TIGP (BIO)—Investigating long-range cis-regulation mechanisms in Drosophila using deep learning
- 2025-03-27 (Thu.), 14:00 PM
- Auditorium, B1F, Institute of Statistical Science. In-person seminar, no online stream available.
- Delivered in English|Speaker bio: Please see the attachment below
- Prof. Tzu-Hsien Yang
- Department of Biomedical Engineering, National Cheng Kung University
Abstract
Cis-regulatory modules (CRMs), including enhancers, promoters, and insulators, can regulate metazoan gene transcription by coordinating transcription factor (TF) binding. CRMs can also interact with one another to control target gene expression. However, identifying the target genes of CRMs and the interactions between CRMs still remains challenging due to the complexity of regulatory mechanisms and limitations in current methods. This study presents three key advancements: automated literature screening for CRM regulators and targets, CRM interaction prediction, and genomic CRM target identification.
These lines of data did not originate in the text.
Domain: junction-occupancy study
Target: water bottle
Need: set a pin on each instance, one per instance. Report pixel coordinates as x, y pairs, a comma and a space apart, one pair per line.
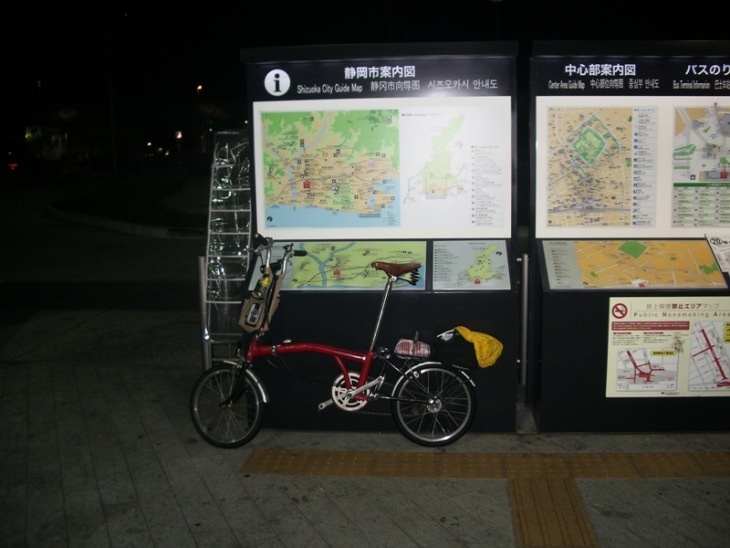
260, 289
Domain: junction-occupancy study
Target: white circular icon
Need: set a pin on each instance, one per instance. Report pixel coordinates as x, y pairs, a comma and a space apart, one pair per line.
277, 82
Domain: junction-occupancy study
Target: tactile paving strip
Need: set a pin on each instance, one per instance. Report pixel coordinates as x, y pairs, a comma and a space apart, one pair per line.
547, 509
487, 465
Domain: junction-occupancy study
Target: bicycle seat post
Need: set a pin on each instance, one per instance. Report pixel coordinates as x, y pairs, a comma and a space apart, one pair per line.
383, 303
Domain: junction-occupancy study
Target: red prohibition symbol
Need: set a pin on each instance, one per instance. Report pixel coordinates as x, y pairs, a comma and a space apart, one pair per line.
619, 311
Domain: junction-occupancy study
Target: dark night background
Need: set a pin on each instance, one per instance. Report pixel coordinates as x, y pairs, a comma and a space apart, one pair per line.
112, 82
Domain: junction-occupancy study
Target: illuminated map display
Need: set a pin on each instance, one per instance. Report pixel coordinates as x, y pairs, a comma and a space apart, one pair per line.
632, 166
631, 264
384, 168
668, 347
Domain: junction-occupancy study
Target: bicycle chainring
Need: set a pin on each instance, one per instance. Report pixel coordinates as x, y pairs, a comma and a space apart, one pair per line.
339, 393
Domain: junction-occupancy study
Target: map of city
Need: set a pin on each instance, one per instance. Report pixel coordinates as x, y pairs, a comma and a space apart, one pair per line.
702, 145
608, 264
589, 166
470, 265
710, 365
644, 369
320, 164
347, 265
701, 157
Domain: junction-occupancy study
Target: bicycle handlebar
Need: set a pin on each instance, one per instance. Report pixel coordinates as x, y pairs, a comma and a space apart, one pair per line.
263, 245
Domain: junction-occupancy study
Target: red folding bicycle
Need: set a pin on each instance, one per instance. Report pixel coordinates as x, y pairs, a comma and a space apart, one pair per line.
432, 403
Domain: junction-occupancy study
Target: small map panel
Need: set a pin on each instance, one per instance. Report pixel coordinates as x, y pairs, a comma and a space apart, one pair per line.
470, 265
347, 265
631, 264
701, 158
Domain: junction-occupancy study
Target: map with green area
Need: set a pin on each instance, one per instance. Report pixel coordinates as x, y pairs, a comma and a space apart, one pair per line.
325, 163
591, 167
610, 264
347, 265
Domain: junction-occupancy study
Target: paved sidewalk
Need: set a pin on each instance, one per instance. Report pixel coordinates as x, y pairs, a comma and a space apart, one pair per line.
104, 455
99, 350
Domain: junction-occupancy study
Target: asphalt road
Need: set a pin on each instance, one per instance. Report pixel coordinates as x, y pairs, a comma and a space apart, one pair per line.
81, 292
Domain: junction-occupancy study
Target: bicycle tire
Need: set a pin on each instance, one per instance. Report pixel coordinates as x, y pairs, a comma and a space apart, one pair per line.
222, 423
435, 404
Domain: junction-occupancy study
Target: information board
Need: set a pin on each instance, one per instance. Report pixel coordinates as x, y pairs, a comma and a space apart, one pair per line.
401, 142
632, 144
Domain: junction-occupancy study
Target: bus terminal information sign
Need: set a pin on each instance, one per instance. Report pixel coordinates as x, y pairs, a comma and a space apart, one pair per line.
668, 346
632, 145
383, 147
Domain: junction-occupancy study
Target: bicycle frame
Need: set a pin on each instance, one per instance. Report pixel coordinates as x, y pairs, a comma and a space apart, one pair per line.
365, 359
432, 403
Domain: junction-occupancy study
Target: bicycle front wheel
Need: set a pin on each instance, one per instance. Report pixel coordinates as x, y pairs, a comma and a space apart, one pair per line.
434, 405
227, 406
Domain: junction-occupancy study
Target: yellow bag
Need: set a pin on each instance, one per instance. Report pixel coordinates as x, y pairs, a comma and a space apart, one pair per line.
487, 348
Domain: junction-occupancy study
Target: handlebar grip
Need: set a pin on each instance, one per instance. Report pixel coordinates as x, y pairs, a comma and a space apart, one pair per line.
259, 241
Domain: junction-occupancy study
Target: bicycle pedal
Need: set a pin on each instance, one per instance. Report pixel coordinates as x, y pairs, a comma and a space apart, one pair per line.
325, 404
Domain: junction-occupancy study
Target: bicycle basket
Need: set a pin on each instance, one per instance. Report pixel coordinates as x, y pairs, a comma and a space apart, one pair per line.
409, 348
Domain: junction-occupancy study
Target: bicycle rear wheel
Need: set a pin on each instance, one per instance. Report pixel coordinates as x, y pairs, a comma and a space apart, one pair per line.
227, 406
435, 404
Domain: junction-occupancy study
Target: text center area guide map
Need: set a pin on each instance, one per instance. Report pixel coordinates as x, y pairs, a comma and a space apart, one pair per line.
601, 166
421, 169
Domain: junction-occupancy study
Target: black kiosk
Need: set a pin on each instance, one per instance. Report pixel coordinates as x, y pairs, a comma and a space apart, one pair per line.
631, 196
402, 152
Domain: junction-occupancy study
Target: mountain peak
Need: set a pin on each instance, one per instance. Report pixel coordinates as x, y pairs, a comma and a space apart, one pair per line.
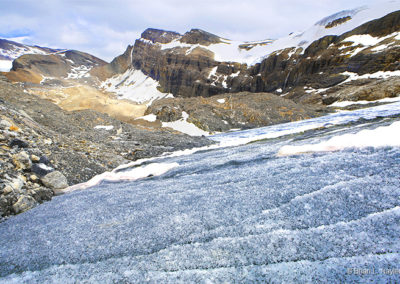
198, 36
160, 36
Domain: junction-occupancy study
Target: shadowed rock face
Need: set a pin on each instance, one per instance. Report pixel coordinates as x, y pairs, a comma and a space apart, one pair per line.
227, 111
160, 36
188, 74
55, 65
197, 36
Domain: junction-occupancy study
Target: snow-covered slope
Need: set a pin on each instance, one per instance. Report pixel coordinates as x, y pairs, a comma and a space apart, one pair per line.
135, 86
253, 52
10, 50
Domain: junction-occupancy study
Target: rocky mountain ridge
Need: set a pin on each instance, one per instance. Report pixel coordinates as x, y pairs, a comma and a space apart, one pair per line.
192, 70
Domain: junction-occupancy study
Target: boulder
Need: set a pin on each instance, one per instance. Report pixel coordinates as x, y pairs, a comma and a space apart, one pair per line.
55, 180
19, 143
22, 161
41, 169
23, 204
4, 124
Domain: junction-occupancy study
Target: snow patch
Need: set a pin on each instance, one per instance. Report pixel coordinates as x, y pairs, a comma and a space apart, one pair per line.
5, 65
367, 41
381, 137
150, 117
154, 169
134, 85
78, 72
348, 103
376, 75
230, 51
105, 127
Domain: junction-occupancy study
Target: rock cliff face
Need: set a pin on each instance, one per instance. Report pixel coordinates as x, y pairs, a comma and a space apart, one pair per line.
190, 65
68, 64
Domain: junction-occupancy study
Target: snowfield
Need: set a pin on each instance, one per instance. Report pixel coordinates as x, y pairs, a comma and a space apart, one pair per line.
230, 51
226, 214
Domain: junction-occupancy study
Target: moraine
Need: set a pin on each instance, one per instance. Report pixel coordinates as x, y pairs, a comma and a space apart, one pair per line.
239, 213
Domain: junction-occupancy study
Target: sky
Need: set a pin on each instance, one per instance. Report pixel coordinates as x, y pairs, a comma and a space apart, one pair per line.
104, 28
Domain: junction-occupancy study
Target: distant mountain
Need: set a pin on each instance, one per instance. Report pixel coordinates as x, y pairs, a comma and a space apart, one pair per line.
11, 50
197, 63
352, 55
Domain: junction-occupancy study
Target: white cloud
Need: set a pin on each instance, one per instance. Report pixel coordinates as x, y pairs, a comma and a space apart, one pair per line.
104, 28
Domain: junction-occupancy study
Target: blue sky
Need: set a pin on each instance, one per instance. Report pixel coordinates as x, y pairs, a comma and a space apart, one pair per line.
105, 27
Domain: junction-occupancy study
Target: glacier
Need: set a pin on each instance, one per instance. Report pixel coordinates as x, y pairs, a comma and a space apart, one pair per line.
235, 212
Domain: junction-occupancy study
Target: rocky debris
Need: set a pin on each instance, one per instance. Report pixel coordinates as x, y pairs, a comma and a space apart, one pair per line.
44, 148
232, 111
22, 161
321, 65
197, 36
160, 36
19, 143
55, 180
61, 65
24, 203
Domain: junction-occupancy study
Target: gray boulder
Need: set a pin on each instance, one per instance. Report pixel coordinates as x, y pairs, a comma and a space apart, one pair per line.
55, 180
22, 161
24, 203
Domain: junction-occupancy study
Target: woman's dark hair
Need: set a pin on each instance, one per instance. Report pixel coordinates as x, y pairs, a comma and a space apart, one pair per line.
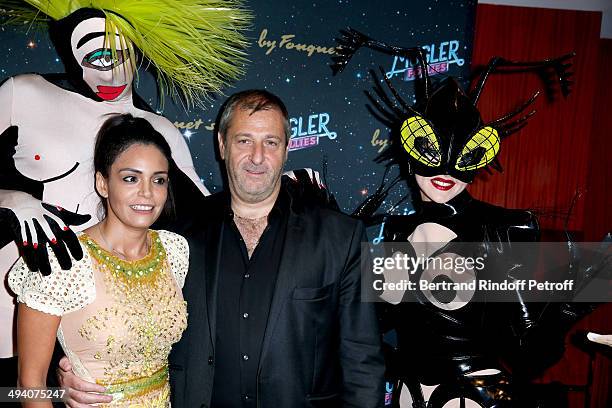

First, we designed a tool named DMLS (Drosophila Modular transcription-regulation Literature Screener), an automated text-mining tool that extracts CRM-related information from the literature. DMLS prescreens articles describing experimental results on CRM transcription regulation, identifies the studied CRM-associated target genes and TFs, and operates via an extendable pipeline. Second, we developed ACIP (Attention-based CRM Interaction Predictor), a deep learning model for CRM interaction prediction. Existing CRM interaction prediction tools suffer from low resolution or data contamination issues. To overcome the obstacles, ACIP adopted a chromosome-based data partitioning strategy and a cross-attention network to capture epigenetic crosstalk between CRMs for identifying CRM interactions. Finally, we constructed a deep-learning-based CRM target gene identification pipeline to predict CRM target genes beyond chromatin interactions. The pipeline integrates CRM interactions and the concept of CRM transcription for ncRNAs to boost the overall target gene identification performance. These results provide a systematic framework for research on CRM regulatory mechanisms, enhancing our ability to reconstruct transcriptional regulatory networks in metazoan species.